Data stored in a collection consists of business objects, as defined in the previous chapter. The base structure of the Business Object Collection pattern simply adds an additional collection class to the business object structure built in the previous chapter (see Figure 7-1).
Of particular note in the generic collection pattern is the use of a BusinessObjectKey . Keys are a compromise between relational databases and the object world. Keys are useful in establishing the exact identity of an object and ensuring uniqueness across a set of attributes within a collection. Object purists often do not leverage keys, yet object/relational mapping tools typically require the use of keys, even if the keys are not directly exposed to the user . This pattern leverages keys because they are common in the business application usage of objects.
There are four components of a business object; the fourth of which, the BusinessObjectKey , is optional in a pure object-oriented environment:
BusinessObjectCollection: The collection implementation surfaces lifecycle and query methods for the business objects in the collection. Typically, collections offer several flavors of the lifecycle methods , especially the read and creation methods, based on the domains that the collection serves. At this point, there is an interesting issue about the containment relationship between the BusinessObjectCollection and the BusinessObjects . Although it is true that there is containment, the mechanism for containment is at issue. Consider the case that you have collections with 1,000,000 objects. You really want a containment mechanism that allows you to efficiently select one or two objects that a client requests , without populating all 1,000,000 objects to find the one or two you want. In common solutions such as Java Data Objects (JDO) or Enterprise JavaBean (EJB) Container Managed Persistence (CMP), the collection interface does not populate all objects; rather, they retrieve only the necessary objects for use in a particular scenario.
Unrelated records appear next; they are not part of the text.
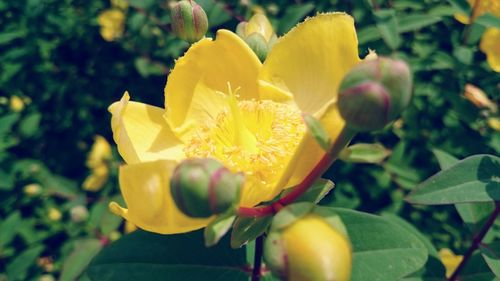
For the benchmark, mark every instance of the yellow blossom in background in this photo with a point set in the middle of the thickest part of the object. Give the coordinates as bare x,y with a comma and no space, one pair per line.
490,45
222,102
98,162
54,214
479,8
16,104
112,23
477,96
449,260
129,227
494,123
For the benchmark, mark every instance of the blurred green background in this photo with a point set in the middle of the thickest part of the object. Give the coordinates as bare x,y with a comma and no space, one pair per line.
58,75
Using these types of managed persistence typically implies a direct relationship between the collection interface and an intermediate storage manager, rather than a primary collection type such as a LinkedList . This book is not about persistence mechanisms, but as you study the collection code, you will notice that you use JDO directly to retrieve the objects requested by a user.
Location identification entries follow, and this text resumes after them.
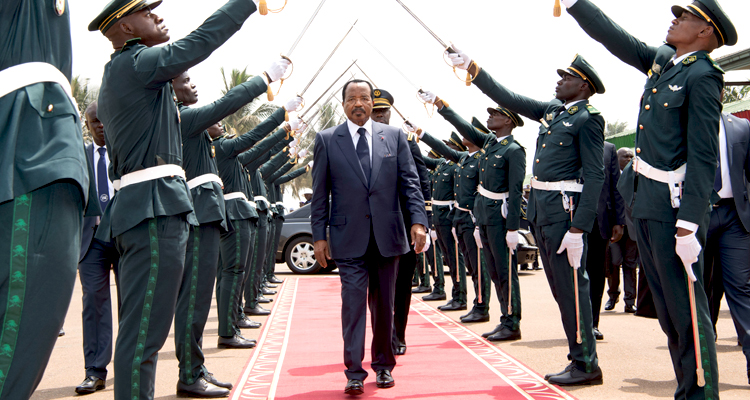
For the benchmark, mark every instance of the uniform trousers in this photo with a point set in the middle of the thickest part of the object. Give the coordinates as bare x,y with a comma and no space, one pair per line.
495,251
40,236
368,279
236,249
151,264
728,270
669,287
96,316
194,299
560,277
BusinessObject: The business object represents the domain-specific concept collected by the collection implementation. Chapter 6, "Exploring the Business Object Pattern" discusses the concept of a single business object without getting into the details of creating or deleting a business object. Interestingly, by coupling the business object with the service implementation, you remove the ability to create or delete a single business object. It would cause a severe problem to delete the service implementation in terms of the Web Service. Collections address this problem.
ComplexData: As defined in Chapter 6, "Exploring the Business Object Pattern," the ComplexData is simply data that is not of a primitive type. The BusinessObject gates access to the object, although the data resides in a separate object.
BusinessObjectKey: The key is a unique identifier for each business object. Keys are important to business applications as a way to enforce uniqueness. Business object keys also help the transition of complex object data to a persistent relational model.
By surfacing the BusinessObject , it is implicit that there is complex data, as described in the previous chapter, contained within the BusinessObject . It is somewhat important to note that the business object is simply complex data itself in terms of the business object collection.
The primary client collaborations with the BusinessObjectCollection are via the create, read, update, or delete operations. Using a key on the operations helps to identify particular objects in a collection without having the complete object contents. Using a key reduces ambiguity. Often, if you use a complex key, a partially specified key returns a group of objects rather than a single object. Clients often persist keys to ease future lookups of the object. You could also store keys in cookies on a browser client so that when a client returns to a Web site, the last item they viewed could be brought up for them. Deletion operations receive a key or an array of keys for removal, and updates use the key to identify the exact object for updates.
Locating objects (reading them) occurs through one or more lookup operations. Lookup through a business object key returns a single object, though you should not have to know a key to locate an object. More often, a series of retrieval operations exists on the Web Service to return arrays of objects that contain attributes within a given set boundary. For example, retrieve all customers with a particular last name , such as Smith. Another operation may retrieve all customers with available credit ranging from $5,000 to $20,000 to make a special offer for bulk orders. Figure 7-2 shows a typical lookup scenario.
In the scenario, a client application creates an instance of a business object key. They then pass this key to a Business Object Collection pattern implementation to retrieve a business object. The collection stores objects in a mechanism that remains private to the collection. In the P.T. Monday Coffee Company application, you use JDO. With JDO, the collection exists in a database, and you use JDO Application Programming Interfaces (APIs) to return a type of collection known as an extent . An extent serves as an input to further filtering operations for JDO or for your own consumption. As a result, the extent may not hold fully populated business objects; the JDO implementation can optimize the content of the extent. From the extent, you retrieve one or more business objects, request that JDO fully populates it, and then return the business object to the application. JDO does not get exposed outside of your Business Object Collection pattern implementation.
Many collections also contain a single location method that returns all objects. It is extremely important to remember that business applications rarely have small sets of business objects; rather, they contain thousands or millions of object instances. Surfacing a general operation that returns all objects can encourage performance and scalability problems from junior programmers who choose to ignore the better-suited query mechanisms. Unfortunately, these performance and scalability problems do not show up until well after system deployment because of the business object set being larger in an installed base.